The following originally appeared on The Upshot (copyright 2014, The New York Times Company).
Medicare Advantage plans — private plans that serve as alternatives to the traditional, public program — have been growing in popularity. One reason is that they offer additional benefits beyond those available in the traditional program but often at no additional cost to beneficiaries.
This is a great deal for beneficiaries, but a bad one for taxpayers, who have to cover the extra cost. If the program were reorganized to more closely resemble the Affordable Care Act’s exchanges, it could still provide good value to consumers at a lower cost to taxpayers.
The standard explanation for how Medicare Advantage plans are able to offer more has two parts, both problematic.
1) Private plans are more efficient than the public program; they can buy more care for fewer dollars and can manage care so patients use health services with less waste. This leaves more headroom to fund extra benefits.
2) Per person covered, plans are paid well above the average cost of providing the Medicare benefit; they can turn this payment surplus into additional benefits.
On the first point, the assertion that Medicare Advantage plans are, on average, more efficient than traditional Medicare has little support. According to the Medicare Payment Advisory Commission, which advises Congress on Medicare payment policy, in 2014 Medicare Advantage plans could provide the same benefits for 2 percent less than the cost of traditional Medicare.
But this analysis does not account for the fact that Medicare Advantage enrollees are at least a little bit healthier than traditional Medicare enrollees, as many studies have shown. Thus at least some of the difference in cost is due to the type of individuals drawn to Medicare Advantage, not to greater efficiency of private plans. When this is factored in, it’s unlikely that Medicare Advantage has an efficiency advantage over traditional Medicare, on average.
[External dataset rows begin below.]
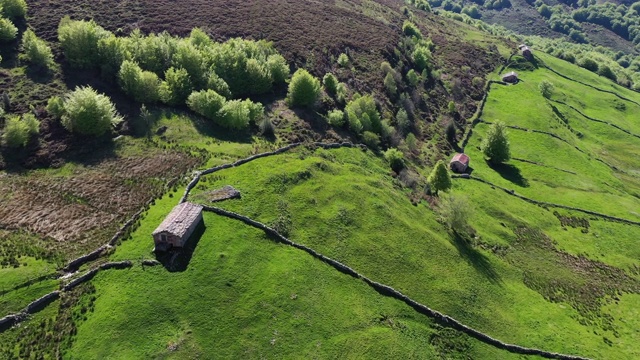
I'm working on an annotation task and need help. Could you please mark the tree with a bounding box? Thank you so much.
[159,67,193,106]
[578,57,599,72]
[61,86,123,136]
[266,54,290,84]
[346,94,381,134]
[58,17,111,69]
[437,194,473,234]
[538,80,554,98]
[412,45,432,72]
[406,69,420,86]
[402,20,423,39]
[0,0,27,19]
[427,160,452,195]
[384,148,405,172]
[323,73,338,95]
[405,133,418,151]
[216,99,251,130]
[481,121,511,164]
[598,65,617,82]
[0,17,17,42]
[396,108,410,134]
[287,68,321,108]
[2,114,39,148]
[362,131,381,150]
[21,29,55,69]
[384,72,397,95]
[97,35,132,77]
[172,42,206,89]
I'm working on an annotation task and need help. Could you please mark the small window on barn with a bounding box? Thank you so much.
[161,234,167,242]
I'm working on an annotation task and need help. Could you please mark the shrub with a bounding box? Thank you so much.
[323,73,338,95]
[327,109,345,127]
[97,35,132,77]
[159,67,193,106]
[406,69,420,86]
[402,20,423,39]
[287,68,321,108]
[446,120,457,144]
[412,45,432,72]
[362,131,381,150]
[172,42,206,88]
[58,17,111,69]
[462,5,481,19]
[427,160,452,195]
[129,30,177,76]
[21,29,55,69]
[266,54,290,84]
[2,114,39,148]
[384,72,397,95]
[578,57,599,72]
[437,194,472,233]
[206,71,232,99]
[384,148,405,172]
[380,61,393,74]
[396,108,410,134]
[598,65,617,82]
[481,121,510,164]
[216,99,251,130]
[337,53,349,67]
[244,99,264,123]
[259,117,275,136]
[118,60,161,103]
[405,133,417,151]
[46,96,65,119]
[0,0,26,19]
[61,86,123,136]
[345,94,381,134]
[538,80,554,98]
[189,28,212,48]
[0,17,17,42]
[187,90,226,120]
[448,101,456,114]
[335,82,348,104]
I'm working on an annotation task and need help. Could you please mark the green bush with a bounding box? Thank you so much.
[481,121,511,164]
[287,68,321,108]
[396,108,410,134]
[58,17,111,69]
[46,96,65,119]
[327,109,345,127]
[337,53,349,67]
[206,71,232,99]
[266,54,290,84]
[384,72,397,95]
[2,114,39,148]
[129,30,177,76]
[335,82,348,104]
[21,29,55,69]
[437,194,472,233]
[187,90,226,120]
[406,69,420,86]
[259,117,275,136]
[345,94,381,134]
[0,17,17,42]
[427,160,452,195]
[538,80,554,98]
[118,60,161,103]
[0,0,26,19]
[447,101,456,114]
[216,99,251,130]
[402,20,423,39]
[172,42,206,88]
[323,73,338,95]
[244,58,272,95]
[405,133,417,151]
[598,65,617,82]
[159,67,193,106]
[384,148,405,172]
[97,35,132,77]
[412,45,432,72]
[362,131,381,150]
[62,86,123,136]
[578,57,599,72]
[189,28,212,48]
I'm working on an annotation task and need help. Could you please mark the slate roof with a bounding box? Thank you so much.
[152,202,203,237]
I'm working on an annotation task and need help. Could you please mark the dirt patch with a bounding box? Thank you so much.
[0,149,200,258]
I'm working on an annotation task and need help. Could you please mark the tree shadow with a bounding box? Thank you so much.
[155,220,205,273]
[486,160,529,187]
[450,231,502,285]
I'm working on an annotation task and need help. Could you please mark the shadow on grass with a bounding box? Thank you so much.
[486,161,529,187]
[450,232,502,285]
[156,221,206,272]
The second claim is true, up to a point: Medicare Advantage plans do turn some of the higher payments they receive into extra benefits.
But at least three studies suggest that for each dollar of these higher payments that plans receive, beneficiaries get only a fraction of a dollar of value. A study by Harvard scholars found that a $1 increase in payment translates to at most 50 cents in additional benefits. Another by researchers from the University of Pennsylvania found that only 20 cents of each additional dollar in plan payment is converted into better coverage. Finally,my own work with my colleagues Steven Pizer of Northeastern University and Roger Feldman of the University of Minnesota found that only 14 cents per dollar of additional payment benefits Medicare Advantage enrollees.
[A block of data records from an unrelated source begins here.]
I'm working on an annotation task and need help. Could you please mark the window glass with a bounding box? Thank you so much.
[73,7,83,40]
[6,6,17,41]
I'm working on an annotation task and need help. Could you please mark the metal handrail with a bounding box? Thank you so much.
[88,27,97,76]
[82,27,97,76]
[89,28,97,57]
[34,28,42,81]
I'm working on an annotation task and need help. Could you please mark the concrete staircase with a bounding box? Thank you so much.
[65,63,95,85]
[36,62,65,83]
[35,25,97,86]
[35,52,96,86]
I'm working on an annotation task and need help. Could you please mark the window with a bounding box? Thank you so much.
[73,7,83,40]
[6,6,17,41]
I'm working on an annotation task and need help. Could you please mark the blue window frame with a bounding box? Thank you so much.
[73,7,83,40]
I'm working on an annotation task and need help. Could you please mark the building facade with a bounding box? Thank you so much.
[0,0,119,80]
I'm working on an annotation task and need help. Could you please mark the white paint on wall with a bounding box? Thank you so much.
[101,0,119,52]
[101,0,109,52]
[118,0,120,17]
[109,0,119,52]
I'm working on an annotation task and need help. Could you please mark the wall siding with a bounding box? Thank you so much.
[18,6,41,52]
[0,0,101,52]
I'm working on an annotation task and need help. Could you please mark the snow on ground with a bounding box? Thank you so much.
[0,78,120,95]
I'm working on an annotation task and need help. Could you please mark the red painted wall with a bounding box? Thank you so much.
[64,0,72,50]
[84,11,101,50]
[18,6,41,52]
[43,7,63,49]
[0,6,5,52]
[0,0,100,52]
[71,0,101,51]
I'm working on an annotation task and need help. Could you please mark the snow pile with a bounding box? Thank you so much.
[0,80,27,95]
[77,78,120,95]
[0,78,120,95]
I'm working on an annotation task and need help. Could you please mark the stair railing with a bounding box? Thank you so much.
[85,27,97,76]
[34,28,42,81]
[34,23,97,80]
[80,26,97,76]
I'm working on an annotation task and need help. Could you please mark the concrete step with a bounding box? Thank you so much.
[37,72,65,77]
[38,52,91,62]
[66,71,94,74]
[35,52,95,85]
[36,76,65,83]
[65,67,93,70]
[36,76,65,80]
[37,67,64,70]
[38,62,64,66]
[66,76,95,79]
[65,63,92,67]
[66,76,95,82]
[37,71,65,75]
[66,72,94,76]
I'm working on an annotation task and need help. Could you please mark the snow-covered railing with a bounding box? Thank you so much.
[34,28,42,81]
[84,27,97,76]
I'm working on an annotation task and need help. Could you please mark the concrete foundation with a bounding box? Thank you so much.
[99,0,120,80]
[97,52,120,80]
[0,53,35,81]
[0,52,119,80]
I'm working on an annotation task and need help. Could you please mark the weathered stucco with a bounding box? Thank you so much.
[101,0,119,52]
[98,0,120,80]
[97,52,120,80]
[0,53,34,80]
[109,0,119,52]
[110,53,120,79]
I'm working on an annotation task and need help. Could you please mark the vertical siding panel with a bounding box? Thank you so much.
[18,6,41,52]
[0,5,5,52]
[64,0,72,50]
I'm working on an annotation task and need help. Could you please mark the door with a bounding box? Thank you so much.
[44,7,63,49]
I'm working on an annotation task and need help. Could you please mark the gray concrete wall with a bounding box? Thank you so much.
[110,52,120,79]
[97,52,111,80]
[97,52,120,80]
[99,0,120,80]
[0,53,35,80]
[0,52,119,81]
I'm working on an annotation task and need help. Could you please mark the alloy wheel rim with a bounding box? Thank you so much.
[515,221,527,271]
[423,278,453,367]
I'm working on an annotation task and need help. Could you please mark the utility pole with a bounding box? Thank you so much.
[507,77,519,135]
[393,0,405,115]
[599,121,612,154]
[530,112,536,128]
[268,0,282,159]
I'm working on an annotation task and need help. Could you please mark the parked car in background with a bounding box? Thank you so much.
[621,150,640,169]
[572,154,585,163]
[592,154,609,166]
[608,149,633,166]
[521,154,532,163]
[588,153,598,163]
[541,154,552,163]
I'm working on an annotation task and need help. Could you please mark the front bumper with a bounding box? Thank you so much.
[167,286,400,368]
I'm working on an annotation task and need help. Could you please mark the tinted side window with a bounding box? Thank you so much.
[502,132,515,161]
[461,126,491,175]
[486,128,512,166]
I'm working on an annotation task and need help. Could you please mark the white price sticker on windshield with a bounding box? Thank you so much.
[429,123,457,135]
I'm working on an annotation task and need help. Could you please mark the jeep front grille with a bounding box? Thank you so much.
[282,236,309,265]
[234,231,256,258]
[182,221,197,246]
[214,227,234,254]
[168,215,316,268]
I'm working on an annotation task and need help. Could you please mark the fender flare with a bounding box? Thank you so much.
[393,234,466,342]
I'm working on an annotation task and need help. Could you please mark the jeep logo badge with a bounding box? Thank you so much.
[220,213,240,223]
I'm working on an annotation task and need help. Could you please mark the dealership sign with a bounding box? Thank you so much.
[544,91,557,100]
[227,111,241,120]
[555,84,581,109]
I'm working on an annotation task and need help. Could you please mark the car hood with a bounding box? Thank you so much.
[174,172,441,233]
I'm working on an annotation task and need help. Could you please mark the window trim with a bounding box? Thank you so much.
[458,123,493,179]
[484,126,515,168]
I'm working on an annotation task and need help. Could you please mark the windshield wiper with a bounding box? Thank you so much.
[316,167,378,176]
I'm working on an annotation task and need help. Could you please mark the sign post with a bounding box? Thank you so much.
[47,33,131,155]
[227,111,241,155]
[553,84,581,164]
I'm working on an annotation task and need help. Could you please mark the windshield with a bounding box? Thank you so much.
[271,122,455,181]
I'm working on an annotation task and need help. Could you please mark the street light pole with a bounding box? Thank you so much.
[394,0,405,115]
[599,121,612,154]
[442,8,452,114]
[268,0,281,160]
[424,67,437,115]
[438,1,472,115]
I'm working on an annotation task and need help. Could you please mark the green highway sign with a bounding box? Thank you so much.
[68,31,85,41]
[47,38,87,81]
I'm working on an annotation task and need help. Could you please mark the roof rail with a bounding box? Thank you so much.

Whether it’s 14, 20 or 50 cents on the dollar, Medicare beneficiaries are not getting the full value of taxpayers’ largess. Sure, something is better than nothing, which is why many beneficiaries passionately defend the Medicare Advantage program. But could that deal be improved?
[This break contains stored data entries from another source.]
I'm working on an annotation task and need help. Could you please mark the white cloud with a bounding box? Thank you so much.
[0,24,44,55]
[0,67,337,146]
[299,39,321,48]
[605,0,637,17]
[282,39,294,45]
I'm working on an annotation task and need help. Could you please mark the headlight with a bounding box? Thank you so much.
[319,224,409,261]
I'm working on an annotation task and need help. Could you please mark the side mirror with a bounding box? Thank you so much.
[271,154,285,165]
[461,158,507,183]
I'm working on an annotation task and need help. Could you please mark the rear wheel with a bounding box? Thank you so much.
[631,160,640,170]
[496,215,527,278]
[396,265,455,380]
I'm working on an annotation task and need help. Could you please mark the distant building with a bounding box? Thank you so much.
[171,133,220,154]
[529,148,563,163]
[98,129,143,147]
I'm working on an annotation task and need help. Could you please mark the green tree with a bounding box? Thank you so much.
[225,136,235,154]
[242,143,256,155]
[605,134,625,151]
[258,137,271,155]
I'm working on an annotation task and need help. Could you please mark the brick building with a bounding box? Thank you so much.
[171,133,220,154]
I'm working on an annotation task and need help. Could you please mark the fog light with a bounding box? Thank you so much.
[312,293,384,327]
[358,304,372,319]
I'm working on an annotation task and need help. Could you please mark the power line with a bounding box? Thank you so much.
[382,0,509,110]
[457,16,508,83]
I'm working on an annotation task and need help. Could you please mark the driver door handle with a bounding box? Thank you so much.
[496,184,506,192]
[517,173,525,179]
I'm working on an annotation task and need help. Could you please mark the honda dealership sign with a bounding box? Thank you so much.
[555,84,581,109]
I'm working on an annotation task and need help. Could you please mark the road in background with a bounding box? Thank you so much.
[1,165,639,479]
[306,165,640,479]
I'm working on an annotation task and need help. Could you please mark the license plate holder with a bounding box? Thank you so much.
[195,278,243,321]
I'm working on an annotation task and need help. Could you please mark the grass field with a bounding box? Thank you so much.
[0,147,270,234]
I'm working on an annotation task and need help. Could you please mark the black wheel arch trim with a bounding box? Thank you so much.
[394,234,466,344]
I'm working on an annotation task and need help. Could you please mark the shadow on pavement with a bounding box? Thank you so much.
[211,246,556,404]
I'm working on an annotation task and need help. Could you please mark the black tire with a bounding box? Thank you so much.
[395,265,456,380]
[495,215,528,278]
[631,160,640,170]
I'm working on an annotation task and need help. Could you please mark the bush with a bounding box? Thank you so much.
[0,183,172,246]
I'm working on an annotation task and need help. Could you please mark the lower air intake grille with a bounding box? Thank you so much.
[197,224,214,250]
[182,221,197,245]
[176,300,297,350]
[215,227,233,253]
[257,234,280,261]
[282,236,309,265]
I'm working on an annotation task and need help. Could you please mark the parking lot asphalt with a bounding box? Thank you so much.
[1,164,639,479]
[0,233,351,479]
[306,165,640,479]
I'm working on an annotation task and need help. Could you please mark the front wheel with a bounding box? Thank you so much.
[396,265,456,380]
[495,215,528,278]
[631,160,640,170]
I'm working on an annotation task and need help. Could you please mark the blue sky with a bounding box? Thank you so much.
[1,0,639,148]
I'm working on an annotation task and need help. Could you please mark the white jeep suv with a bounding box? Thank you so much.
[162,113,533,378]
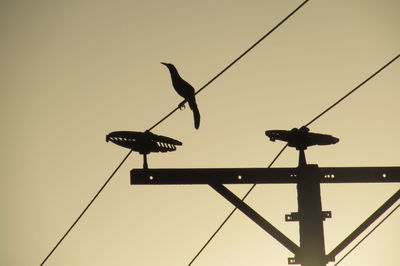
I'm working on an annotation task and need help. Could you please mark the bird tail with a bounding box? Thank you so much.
[188,97,200,129]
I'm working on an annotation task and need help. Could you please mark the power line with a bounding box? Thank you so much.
[40,1,309,263]
[334,204,400,266]
[185,53,400,265]
[40,150,133,266]
[147,0,310,132]
[304,54,400,127]
[187,144,288,266]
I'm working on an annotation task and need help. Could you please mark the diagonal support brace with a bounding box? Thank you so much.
[210,183,299,255]
[327,188,400,261]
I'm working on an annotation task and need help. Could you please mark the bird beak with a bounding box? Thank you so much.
[161,62,167,66]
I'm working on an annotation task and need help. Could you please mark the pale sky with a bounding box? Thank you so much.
[1,0,399,266]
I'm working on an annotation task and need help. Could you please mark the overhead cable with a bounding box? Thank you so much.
[187,53,400,265]
[40,1,310,264]
[305,54,399,127]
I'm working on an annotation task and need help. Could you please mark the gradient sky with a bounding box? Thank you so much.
[1,0,399,265]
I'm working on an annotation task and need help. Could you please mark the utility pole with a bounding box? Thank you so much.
[291,150,328,266]
[107,129,400,265]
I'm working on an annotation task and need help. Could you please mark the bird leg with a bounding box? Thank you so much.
[178,100,186,110]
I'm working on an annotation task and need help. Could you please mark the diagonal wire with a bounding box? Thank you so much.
[304,54,400,128]
[40,150,133,266]
[334,204,400,266]
[186,144,288,266]
[41,1,309,264]
[147,0,310,132]
[185,53,400,266]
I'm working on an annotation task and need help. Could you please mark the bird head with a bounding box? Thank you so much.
[161,62,173,67]
[161,62,177,73]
One way is to make Medicare Advantage plans (and traditional Medicare as well) compete more vigorously for enrollees. Today, plans receive a government subsidy according to an administratively set formula that does a poor job of matching payments to actual costs.
An alternative based on the Affordable Care Act’s structure could work something like this: Plans would submit bids for covering the Medicare benefit, as they do today. Then, instead of basically paying them what they bid in addition to some extra (which is more or less what happens today), the government would pick one of the cheaper bids (for example, the second lowest) and just pay that to all plans. [See analysis of such a plan by Roger Feldman, Robert Coulam, and Bryan Dowd.]
This is similar to how the Affordable Care Act, which bases subsidies on the cost of the second-cheapest silver plan, and the Medicare Part D prescription-drug plans work. Someone who wants a plan that costs more than the government payment must pay more out of pocket. Extra subsidies would be provided for low-income consumers, same as in the Affordable Care Act and Part D.
With such a structure in place, plans would compete more vigorously. Being the second-cheapest or cheapest plan would be a huge advantage. Other plans would have to charge a premium. Plans would not offer extra stuff beneficiaries might not value highly.
That’s a far cry from today’s Medicare Advantage, in which extra benefits are worth far less to beneficiaries than what taxpayers pay for them. It’s an inefficiency we know how to correct, but, to date, we’ve been unwilling to.